FAURÉ Barcarolles (Endres)
Michael Endres’s first recorded foray into Fauré (pun intended) stands out from the pack in several respects. In contrast to the slightly dry, ‘top of the keys’ transparency typifying Fauré specialists of the French school such as Jean Doyen, Grant Johannesen and Jean-Philippe Collard, Endres builds his sonority from the bottom up, singing out the Barcarolles’ melodic lines with a warm, penetrating legato that is never weighty. Consequently, No 1’s waltzing charm becomes more wistful and intimate than usual, while the pianist intelligently contours the chromatic intricacies in No 2’s central climax. His subtle way of lingering on an unexpected cadence or uncovering an inner voice conveys a probing impression throughout No 3 that markedly differs from more straightforwardly lilting performances, such as the one in Delphine Bardin’s Fauré Barcarolles cycle (Alpha, 9/10). Compared to the way in which Germaine Thyssens-Valentin unfolds No 4’s descending imitative phrases in suggestive pastels (Testament, 8/02), Endres underlines them in primary colours.
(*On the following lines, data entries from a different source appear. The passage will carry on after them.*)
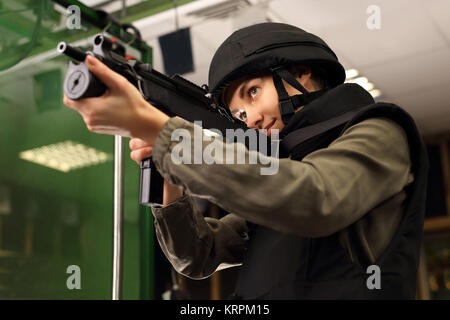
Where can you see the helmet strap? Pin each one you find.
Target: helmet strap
(287, 103)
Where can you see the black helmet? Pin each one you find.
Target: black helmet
(273, 46)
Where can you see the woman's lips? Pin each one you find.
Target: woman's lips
(269, 126)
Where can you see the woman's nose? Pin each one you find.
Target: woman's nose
(254, 118)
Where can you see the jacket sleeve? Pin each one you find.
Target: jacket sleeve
(327, 191)
(196, 246)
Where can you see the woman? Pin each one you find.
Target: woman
(346, 200)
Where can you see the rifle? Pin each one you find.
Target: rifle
(175, 96)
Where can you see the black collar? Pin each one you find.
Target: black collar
(334, 102)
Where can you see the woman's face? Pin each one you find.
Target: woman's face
(254, 100)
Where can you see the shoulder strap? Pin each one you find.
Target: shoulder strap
(299, 136)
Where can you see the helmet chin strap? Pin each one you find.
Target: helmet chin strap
(287, 103)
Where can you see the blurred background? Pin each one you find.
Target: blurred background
(56, 177)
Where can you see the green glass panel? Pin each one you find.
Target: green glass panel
(53, 217)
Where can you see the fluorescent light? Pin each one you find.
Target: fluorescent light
(65, 156)
(351, 73)
(375, 93)
(369, 86)
(362, 81)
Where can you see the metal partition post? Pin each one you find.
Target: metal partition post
(118, 220)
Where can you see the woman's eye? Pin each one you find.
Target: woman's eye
(240, 115)
(252, 92)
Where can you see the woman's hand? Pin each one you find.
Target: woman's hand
(121, 110)
(140, 150)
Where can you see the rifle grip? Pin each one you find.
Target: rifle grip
(151, 184)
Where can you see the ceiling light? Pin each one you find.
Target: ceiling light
(375, 93)
(65, 156)
(351, 73)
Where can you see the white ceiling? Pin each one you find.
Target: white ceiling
(408, 58)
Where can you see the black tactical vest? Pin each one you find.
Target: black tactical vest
(285, 266)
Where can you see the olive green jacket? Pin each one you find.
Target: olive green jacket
(358, 181)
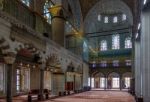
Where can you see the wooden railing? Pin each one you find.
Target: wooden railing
(25, 15)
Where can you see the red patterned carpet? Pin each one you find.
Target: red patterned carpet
(97, 96)
(91, 96)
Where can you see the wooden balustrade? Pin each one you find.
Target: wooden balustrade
(25, 15)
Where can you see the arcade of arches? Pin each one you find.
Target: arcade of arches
(74, 48)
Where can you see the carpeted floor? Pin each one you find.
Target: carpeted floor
(90, 96)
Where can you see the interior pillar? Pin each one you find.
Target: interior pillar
(9, 60)
(42, 67)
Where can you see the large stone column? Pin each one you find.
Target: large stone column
(9, 60)
(58, 25)
(42, 67)
(120, 82)
(138, 67)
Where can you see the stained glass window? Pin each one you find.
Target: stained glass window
(103, 63)
(26, 2)
(99, 17)
(116, 41)
(128, 62)
(106, 19)
(128, 42)
(115, 20)
(103, 45)
(124, 17)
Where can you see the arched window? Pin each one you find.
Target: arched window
(124, 17)
(106, 19)
(116, 63)
(115, 20)
(47, 14)
(103, 45)
(26, 2)
(116, 41)
(103, 63)
(99, 17)
(128, 43)
(2, 78)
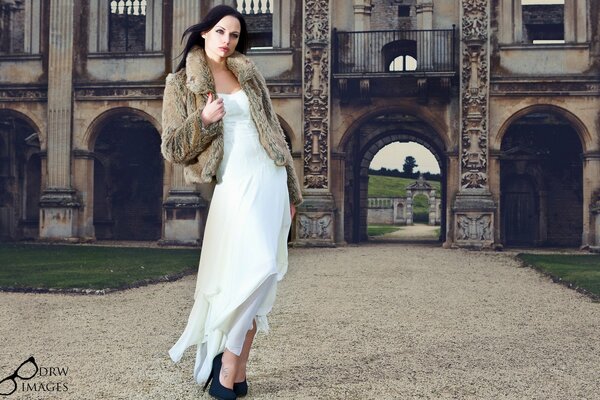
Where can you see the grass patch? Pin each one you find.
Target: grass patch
(391, 186)
(89, 267)
(378, 230)
(578, 271)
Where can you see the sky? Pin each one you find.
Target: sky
(392, 157)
While the Fifth Barcarolle’s elusive harmonic game plan can easily withstand Endres’s broad, nuanced interpretation, the cross-rhythmic phrasing somehow loses the very momentum generated in comparably straightforward performances by Robert Casadesus and Vlado Perlemuter. Likewise, his deliberate, tonally refulgent No 6 is antipodal to Thyssens-Valentin’s expressive discretion, yet proves equally plausible. Furthermore, Endres’s approach effectively illuminates No 8’s volatile shifts in mood and dynamics. His apt inflections in No 12 transpire within the parameters of a steady, anchoring pulse. Is it my imagination, or does the left-hand ostinato foreshadow Stephen Sondheim’s ‘Send in the clowns’? In all, the mastery and individual imprint that distinguishes this splendidly engineered release is only to be expected of Michael Endres, whose large and wide-ranging discography may be one of the piano world’s best kept secrets.